Macro Investors Have Mixed Feelings on Latest Job Numbers
Global markets sharply rebounded to recover overnight losses early this morning on the release of strong U.S. labor headline statistics, but gave back the gains and plunged to new monthly lows following the New York open.
What’s the Scoop?
- Positive Payrolls: Bureau of Labor Statistics August employment data suggests that the unemployment rate declined slightly from 4.25% to 4.22% last month, driven by labor market expansion of 142k payrolls against expectations for 160k jobs gained. These gains were driven entirely by part-time labor gains, translating to less certainty and lower benefits for the working population.
- Softening Demand: JOLTs Job Openings released Wednesday came in at the lowest level since January 2021, painting a worrying picture of waning labor market demand.
- Cuts Are Coming: According to Goldman Sachs, payrolls below 150k combined with an unemployment rate between 4.20% to 4.29% will elicit a 50 basis point (0.50%) cut to the Federal Reserve’s benchmark interest rate at its September meeting.

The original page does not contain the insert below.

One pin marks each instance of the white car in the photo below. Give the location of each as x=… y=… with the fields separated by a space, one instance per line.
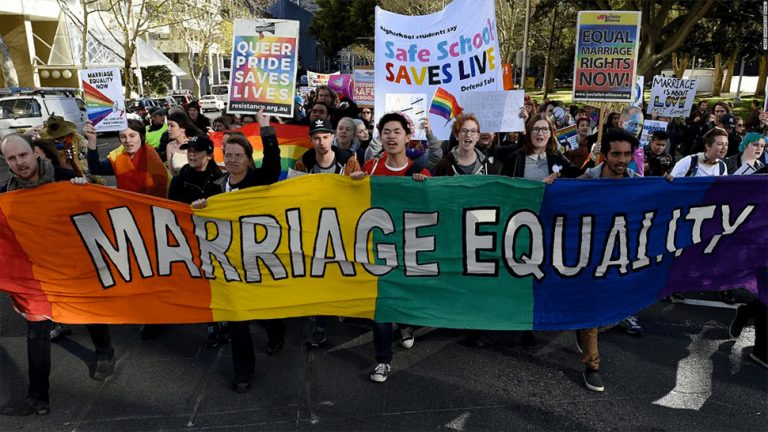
x=210 y=103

- Fed Panic: Fed Governor Waller stated that current data “requires action” and noted that a labor market deteriorating more quickly than expected will result in larger cuts, which he maintained would result in “a greater likelihood of achieving a soft landing.” Waller indicated that he is open to a series of consecutive cuts at successive FOMC meetings and will advocate for “front-loading” cuts if appropriate.
Bankless Take:
Markets are responding to this crop of employment data in an eerily similar fashion to how they behaved on August 2, the Friday directly preceding the worst down day for U.S. stocks since September 2022. Continuation of carry trade unwind is visible in the rapidly strengthening Japanese yen, various nations’ government bonds have been heavily bid throughout the week, and stocks are sliding into the weekend, indicating investor skittishness.